Desde ese día viví casi dos meses en la montaña, al pie de donde se construía el penal para Pablo, sin bajar a Medellín, sólo viendo la ciudad a lo lejos, durmiendo en un carro, levantándome a las cinco de la mañana a bañarme desnudo en una quebrada, desafiando el frío, antes de que llegaran los periodistas, que no se creían el cuento de que alguien estaba viviendo en medio de la nada, como asceta, esperando la llegada del santorum.
Ironías de la vida. De nada sirvió la larga espera y los sacrificios. El Patrón llegó en helicóptero y solo pude verlo desde lejos con unos binoculares, cuando barbado, envuelto en una ruana y usando una ushanka —un gorro de cuero que sólo había visto en las fotos usado por los líderes rusos— fue recibido por guardianes en posición de firmes. Una imagen que le dio la vuelta al mundo.

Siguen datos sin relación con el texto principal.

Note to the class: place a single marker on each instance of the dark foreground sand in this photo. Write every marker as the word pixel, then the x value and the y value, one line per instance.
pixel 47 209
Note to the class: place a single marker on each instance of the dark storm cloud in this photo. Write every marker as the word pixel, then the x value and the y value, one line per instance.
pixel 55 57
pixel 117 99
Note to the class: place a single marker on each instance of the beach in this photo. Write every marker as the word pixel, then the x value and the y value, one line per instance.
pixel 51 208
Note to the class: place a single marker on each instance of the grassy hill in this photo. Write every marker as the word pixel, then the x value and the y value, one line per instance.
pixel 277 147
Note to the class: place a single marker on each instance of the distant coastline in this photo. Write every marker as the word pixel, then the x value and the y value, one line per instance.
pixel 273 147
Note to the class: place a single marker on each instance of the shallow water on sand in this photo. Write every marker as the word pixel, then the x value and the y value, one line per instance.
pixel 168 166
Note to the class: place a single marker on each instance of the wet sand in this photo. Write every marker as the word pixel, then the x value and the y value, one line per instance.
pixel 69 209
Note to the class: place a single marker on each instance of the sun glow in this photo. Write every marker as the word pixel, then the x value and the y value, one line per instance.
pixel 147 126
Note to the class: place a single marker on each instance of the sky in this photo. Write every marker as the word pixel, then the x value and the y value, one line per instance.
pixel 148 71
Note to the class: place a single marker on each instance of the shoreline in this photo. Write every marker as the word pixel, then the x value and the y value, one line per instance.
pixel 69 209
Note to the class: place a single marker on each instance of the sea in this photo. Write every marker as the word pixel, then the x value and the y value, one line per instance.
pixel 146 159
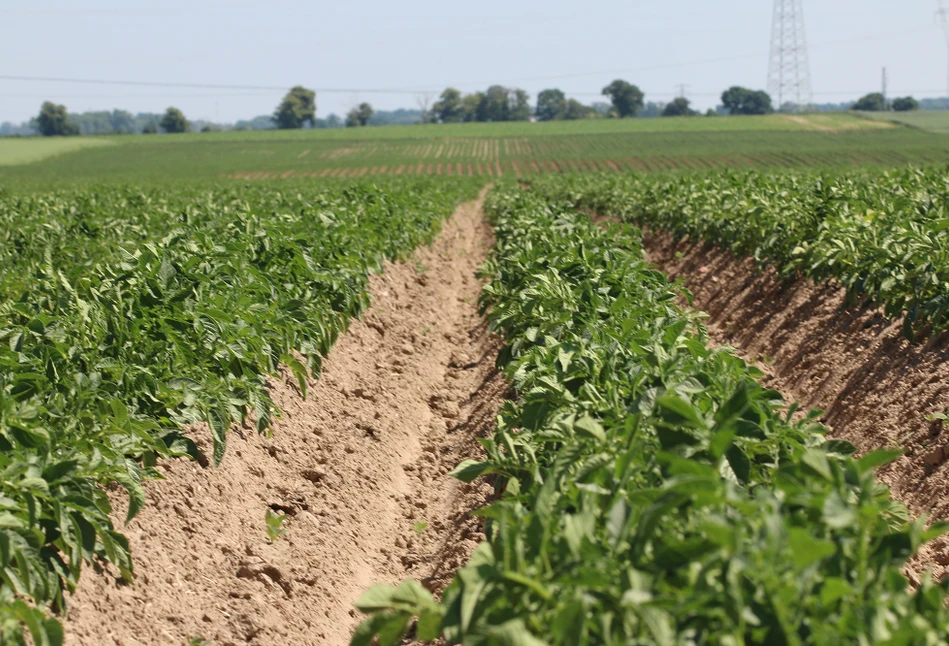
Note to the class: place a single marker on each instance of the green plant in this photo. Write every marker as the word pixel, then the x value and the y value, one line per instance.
pixel 128 313
pixel 651 490
pixel 884 236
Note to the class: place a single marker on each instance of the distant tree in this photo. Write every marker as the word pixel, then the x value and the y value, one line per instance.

Después de la entrega, muchas veces vi subir el furgón donde le llevaban reinitas, modelos, trovadores, futbolistas… amigos y enemigos que acudían a La Catedral a una celebración o a confesarse antes de que el señor ordenara su partida al otro mundo. Estando allí me nació la idea de preguntarle al todo poderoso qué se sentía ser padre, hijo, espíritu santo, hermano, amigo y, sobre todo, ser señalado como un carnicero por su guerra contra el establecimiento. Con quienes subían en el furgón le envié una carta cargada de cierto temor e inquietudes sobre el horror que había tenido que presenciar en los últimos años: cómo se convierte uno en ángel y demonio, cómo puede uno dormir con tantos muertos a cuestas, qué esperaba del futuro quien convertido en un Dios decidía el destino de las gentes.
Y en el furgón me llegó la respuesta que nunca creí que llegara, con su firma y huella digital para que no quedarán dudas, carta testimonio de una historia negra cuyo final quedó trunco. Qué sería de este país si Pablo Escobar hubiera hablado ante los tribunales de sus cómplices entre militares, policías, políticos y empresarios. La carta nunca fue publicada hasta hoy, por que no era la carta del público, sino mi carta para intentar entender tanta destrucción y desquicio. Ya es hora de ir liberando los fantasmas.